0

Suppose you have a string which you want to parse into a specific format. That means: replace all ' ', '.', '-', etc with '_'.

I know that I could do this:

>s = "Hello----.....    World"
>s = s.replace('-','_').replace('.', '_').replace(' ', '_')
>print s
>Hello_____________World

And get what I want. But, is there a cleaner way? A more pythonic way? I tried parsing a list in to the first argument of replace, but that didn't work very well.

Pavlos Panteliadis
  • 1,495
  • 1
  • 15
  • 25

4 Answers4

2

Use Regular Expressions.

Ex:

import re

s = "Hello----.....    World"
print(re.sub(r"[ .-]", "_", s))

Here is the Python tutorial.

Laurent LAPORTE
  • 21,958
  • 6
  • 58
  • 103
1

Use re

>>> import re
>>> print re.sub(' |\.|-', '_',"Hello----.....    World")
Hello_____________World

Bonus solution not using regex:

>>> keys = [' ', '.', '-']
>>> print ''.join('_' if c in keys else c for c in "Hello----.....    World")
Hello_____________World
ospahiu
  • 3,465
  • 2
  • 13
  • 24
1

You can do it using str.translate and string.maketrans which will be the most efficient approach not chaining calls etc..:

In [6]: from string import maketrans

In [7]: s = "Hello----.....    World"

In [8]: table = maketrans(' .-',"___")

In [9]: print(s.translate(table))
Hello_____________World

The timings:

In [12]: %%timeit
   ....: s = "Hello----.....    World"
   ....: table = maketrans(' .-',"___")
   ....: s.translate(table)
   ....: 

1000000 loops, best of 3: 1.14 µs per loop

In [13]: timeit  s.replace('-','_').replace('.', '_').replace(' ', '_')
100000 loops, best of 3: 2.2 µs per loop
In [14]: %%timeit                                                      
text = "Hello----.....    World"
for ch in [' ', '.', '-']:
    if ch in text:
        text = text.replace(ch,'_')
   ....: 
100000 loops, best of 3: 3.51 µs per loop

In [18]: %%timeit
....: s = "Hello----.....    World"
....: re.sub(r"[ .-]", "_", s)
....: 
100000 loops, best of 3: 11 µs per loop

Even pre-compiling the pattern leaves around 10µs so the regex is by far the least efficient approach.

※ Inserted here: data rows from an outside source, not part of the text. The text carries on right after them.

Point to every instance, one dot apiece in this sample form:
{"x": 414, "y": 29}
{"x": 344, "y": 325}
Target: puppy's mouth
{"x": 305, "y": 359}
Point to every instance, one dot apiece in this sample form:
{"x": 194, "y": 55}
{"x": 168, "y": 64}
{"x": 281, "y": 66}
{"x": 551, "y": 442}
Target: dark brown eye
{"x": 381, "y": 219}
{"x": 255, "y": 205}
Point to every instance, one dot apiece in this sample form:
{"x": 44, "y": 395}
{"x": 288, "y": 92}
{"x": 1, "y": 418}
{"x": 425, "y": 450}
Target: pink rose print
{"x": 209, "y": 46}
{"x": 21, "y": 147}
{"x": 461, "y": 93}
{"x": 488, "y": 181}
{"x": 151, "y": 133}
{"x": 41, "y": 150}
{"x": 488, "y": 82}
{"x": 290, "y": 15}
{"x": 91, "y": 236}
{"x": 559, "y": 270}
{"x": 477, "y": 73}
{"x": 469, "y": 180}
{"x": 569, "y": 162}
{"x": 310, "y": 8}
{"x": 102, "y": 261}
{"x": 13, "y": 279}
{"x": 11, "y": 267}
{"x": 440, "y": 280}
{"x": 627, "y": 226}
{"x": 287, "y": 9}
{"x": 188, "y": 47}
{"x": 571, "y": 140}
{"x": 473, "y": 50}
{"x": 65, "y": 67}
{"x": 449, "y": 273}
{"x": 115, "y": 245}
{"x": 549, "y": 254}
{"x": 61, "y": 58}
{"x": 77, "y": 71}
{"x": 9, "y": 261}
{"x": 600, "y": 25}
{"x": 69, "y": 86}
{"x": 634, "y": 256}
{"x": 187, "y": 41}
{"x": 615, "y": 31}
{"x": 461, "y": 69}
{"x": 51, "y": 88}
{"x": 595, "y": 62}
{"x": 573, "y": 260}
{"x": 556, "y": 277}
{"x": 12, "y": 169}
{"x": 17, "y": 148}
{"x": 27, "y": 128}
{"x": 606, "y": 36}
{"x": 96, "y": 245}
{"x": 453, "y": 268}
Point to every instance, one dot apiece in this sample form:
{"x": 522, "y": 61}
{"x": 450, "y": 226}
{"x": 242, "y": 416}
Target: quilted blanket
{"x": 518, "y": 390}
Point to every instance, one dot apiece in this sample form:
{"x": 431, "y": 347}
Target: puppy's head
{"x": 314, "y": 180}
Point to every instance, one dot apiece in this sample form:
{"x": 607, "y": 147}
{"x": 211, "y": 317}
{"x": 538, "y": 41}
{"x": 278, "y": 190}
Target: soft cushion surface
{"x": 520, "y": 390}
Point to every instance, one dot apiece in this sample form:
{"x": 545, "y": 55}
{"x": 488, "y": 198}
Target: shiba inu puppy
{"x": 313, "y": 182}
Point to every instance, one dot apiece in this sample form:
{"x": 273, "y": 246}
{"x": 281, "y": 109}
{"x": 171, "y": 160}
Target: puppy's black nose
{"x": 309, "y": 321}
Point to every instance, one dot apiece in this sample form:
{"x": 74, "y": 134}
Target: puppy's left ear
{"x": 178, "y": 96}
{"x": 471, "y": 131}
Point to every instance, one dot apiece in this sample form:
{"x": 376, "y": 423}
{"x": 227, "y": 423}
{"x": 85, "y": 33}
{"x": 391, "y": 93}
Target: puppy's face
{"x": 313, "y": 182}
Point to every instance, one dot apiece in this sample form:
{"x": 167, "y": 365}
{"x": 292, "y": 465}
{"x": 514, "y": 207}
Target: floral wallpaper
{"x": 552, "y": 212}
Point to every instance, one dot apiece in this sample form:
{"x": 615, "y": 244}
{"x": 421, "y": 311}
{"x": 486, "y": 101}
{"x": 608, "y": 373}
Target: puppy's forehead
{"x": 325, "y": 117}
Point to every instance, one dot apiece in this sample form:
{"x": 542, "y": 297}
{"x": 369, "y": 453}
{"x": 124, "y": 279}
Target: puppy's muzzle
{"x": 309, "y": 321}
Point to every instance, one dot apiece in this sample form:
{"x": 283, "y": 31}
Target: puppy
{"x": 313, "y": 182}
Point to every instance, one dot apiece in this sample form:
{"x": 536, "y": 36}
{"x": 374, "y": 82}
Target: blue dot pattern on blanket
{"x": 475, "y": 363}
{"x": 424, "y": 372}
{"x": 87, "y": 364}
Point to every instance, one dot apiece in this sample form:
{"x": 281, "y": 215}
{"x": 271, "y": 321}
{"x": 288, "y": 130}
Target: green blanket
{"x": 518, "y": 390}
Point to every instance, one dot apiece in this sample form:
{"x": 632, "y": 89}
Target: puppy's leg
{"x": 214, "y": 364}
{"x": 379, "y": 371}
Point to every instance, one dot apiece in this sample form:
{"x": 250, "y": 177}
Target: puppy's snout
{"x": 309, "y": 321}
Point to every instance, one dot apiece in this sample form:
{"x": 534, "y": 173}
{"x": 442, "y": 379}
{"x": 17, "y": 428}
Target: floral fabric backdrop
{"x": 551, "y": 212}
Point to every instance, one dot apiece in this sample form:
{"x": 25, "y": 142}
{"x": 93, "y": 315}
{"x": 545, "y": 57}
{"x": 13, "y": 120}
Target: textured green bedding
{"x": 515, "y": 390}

In [20]: patt=  re.compile(r"[ .-]")

In [21]: %%timeit            
s = "Hello----.....    World"
patt.sub( "_", s)
   ....: 
100000 loops, best of 3: 9.98 µs per loop

Pre creating the table gets us down to nanoseconds:

In [22]: %%timeit                                                      
s = "Hello----.....    World"
s.translate(table)
   ....: 

1000000 loops, best of 3: 590 ns per loop
Padraic Cunningham
  • 176,452
  • 29
  • 245
  • 321
0

This answer lays out a variety of different ways to accomplish this task, contrasting different functions and inputs by speed.

If you are replacing few characters, the fastest way is the way in your question, by chaining multiple replaces, with regular expressions being the slowest.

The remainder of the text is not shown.